1 // This file is part of Eigen, a lightweight C++ template library
2 // for linear algebra.
3 //
4 // Copyright (C) 2015 Benoit Steiner <benoit.steiner.goog@gmail.com>
5 //
6 // This Source Code Form is subject to the terms of the Mozilla
7 // Public License v. 2.0. If a copy of the MPL was not distributed
8 // with this file, You can obtain one at http://mozilla.org/MPL/2.0/.
9 
10 #ifndef EIGEN_CXX11_TENSOR_TENSOR_GENERATOR_H
11 #define EIGEN_CXX11_TENSOR_TENSOR_GENERATOR_H
12 
13 namespace Eigen {
14 
15 /** \class TensorGenerator
16   * \ingroup CXX11_Tensor_Module
17   *
18   * \brief Tensor generator class.
19   *
20   *
21   */
22 namespace internal {
23 template<typename Generator, typename XprType>
24 struct traits<TensorGeneratorOp<Generator, XprType> > : public traits<XprType>
25 {
26   typedef typename XprType::Scalar Scalar;
27   typedef traits<XprType> XprTraits;
28   typedef typename XprTraits::StorageKind StorageKind;
29   typedef typename XprTraits::Index Index;
30   typedef typename XprType::Nested Nested;
31   typedef typename remove_reference<Nested>::type _Nested;
32   static const int NumDimensions = XprTraits::NumDimensions;
33   static const int Layout = XprTraits::Layout;
34 };
35 
36 template<typename Generator, typename XprType>
37 struct eval<TensorGeneratorOp<Generator, XprType>, Eigen::Dense>
38 {
39   typedef const TensorGeneratorOp<Generator, XprType>& type;
40 };
41 
42 template<typename Generator, typename XprType>
43 struct nested<TensorGeneratorOp<Generator, XprType>, 1, typename eval<TensorGeneratorOp<Generator, XprType> >::type>
44 {
45   typedef TensorGeneratorOp<Generator, XprType> type;
46 };
47 
48 }  // end namespace internal
49 
50 
51 
52 template<typename Generator, typename XprType>
53 class TensorGeneratorOp : public TensorBase<TensorGeneratorOp<Generator, XprType>, ReadOnlyAccessors>
54 {
55   public:
56   typedef typename Eigen::internal::traits<TensorGeneratorOp>::Scalar Scalar;
57   typedef typename Eigen::NumTraits<Scalar>::Real RealScalar;
58   typedef typename XprType::CoeffReturnType CoeffReturnType;
59   typedef typename Eigen::internal::nested<TensorGeneratorOp>::type Nested;
60   typedef typename Eigen::internal::traits<TensorGeneratorOp>::StorageKind StorageKind;
61   typedef typename Eigen::internal::traits<TensorGeneratorOp>::Index Index;
62 
63   EIGEN_DEVICE_FUNC EIGEN_STRONG_INLINE TensorGeneratorOp(const XprType& expr, const Generator& generator)

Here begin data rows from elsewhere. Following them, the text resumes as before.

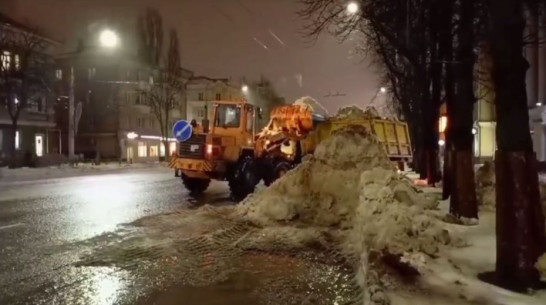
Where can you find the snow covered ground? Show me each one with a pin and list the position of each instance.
(25, 173)
(451, 278)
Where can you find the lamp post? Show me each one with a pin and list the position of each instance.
(107, 39)
(352, 8)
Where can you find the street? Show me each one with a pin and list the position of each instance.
(44, 223)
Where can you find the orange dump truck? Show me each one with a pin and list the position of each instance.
(232, 150)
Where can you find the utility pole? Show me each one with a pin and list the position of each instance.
(71, 126)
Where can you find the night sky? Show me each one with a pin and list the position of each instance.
(225, 38)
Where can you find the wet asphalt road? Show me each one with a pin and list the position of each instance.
(43, 224)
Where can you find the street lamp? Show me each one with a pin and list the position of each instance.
(107, 39)
(352, 8)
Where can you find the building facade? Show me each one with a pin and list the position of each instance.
(36, 135)
(116, 122)
(535, 53)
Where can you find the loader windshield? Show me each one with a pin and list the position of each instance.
(228, 116)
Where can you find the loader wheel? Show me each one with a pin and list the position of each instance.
(195, 185)
(243, 178)
(279, 169)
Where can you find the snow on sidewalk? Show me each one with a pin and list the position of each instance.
(27, 173)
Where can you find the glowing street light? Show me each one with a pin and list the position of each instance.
(352, 8)
(108, 39)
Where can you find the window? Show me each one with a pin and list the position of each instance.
(142, 150)
(228, 116)
(140, 99)
(17, 62)
(5, 58)
(37, 104)
(91, 72)
(154, 151)
(141, 122)
(17, 138)
(249, 119)
(162, 150)
(172, 148)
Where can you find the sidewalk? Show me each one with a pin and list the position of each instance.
(65, 170)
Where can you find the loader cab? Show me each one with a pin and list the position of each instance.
(236, 119)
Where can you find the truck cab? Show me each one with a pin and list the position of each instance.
(216, 150)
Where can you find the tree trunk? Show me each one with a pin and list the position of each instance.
(463, 202)
(12, 150)
(520, 221)
(166, 149)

64       : m_xpr(expr), m_generator(generator) {}
65 
66     EIGEN_DEVICE_FUNC
67     const Generator& generator() const { return m_generator; }
68 
69     EIGEN_DEVICE_FUNC
70     const typename internal::remove_all<typename XprType::Nested>::type&
71     expression() const { return m_xpr; }
72 
73   protected:
74     typename XprType::Nested m_xpr;
75     const Generator m_generator;
76 };
77 
78 
79 // Eval as rvalue
80 template<typename Generator, typename ArgType, typename Device>
81 struct TensorEvaluator<const TensorGeneratorOp<Generator, ArgType>, Device>
82 {
83   typedef TensorGeneratorOp<Generator, ArgType> XprType;
84   typedef typename XprType::Index Index;
85   typedef typename TensorEvaluator<ArgType, Device>::Dimensions Dimensions;
86   static const int NumDims = internal::array_size<Dimensions>::value;
87   typedef typename XprType::Scalar Scalar;
88   typedef typename XprType::CoeffReturnType CoeffReturnType;
89   typedef typename PacketType<CoeffReturnType, Device>::type PacketReturnType;
90   enum {
91     IsAligned = false,
92     PacketAccess = (internal::unpacket_traits<PacketReturnType>::size > 1),
93     BlockAccess = false,
94     Layout = TensorEvaluator<ArgType, Device>::Layout,
95     CoordAccess = false,  // to be implemented
96     RawAccess = false
97   };
98 
99   EIGEN_DEVICE_FUNC EIGEN_STRONG_INLINE TensorEvaluator(const XprType& op, const Device& device)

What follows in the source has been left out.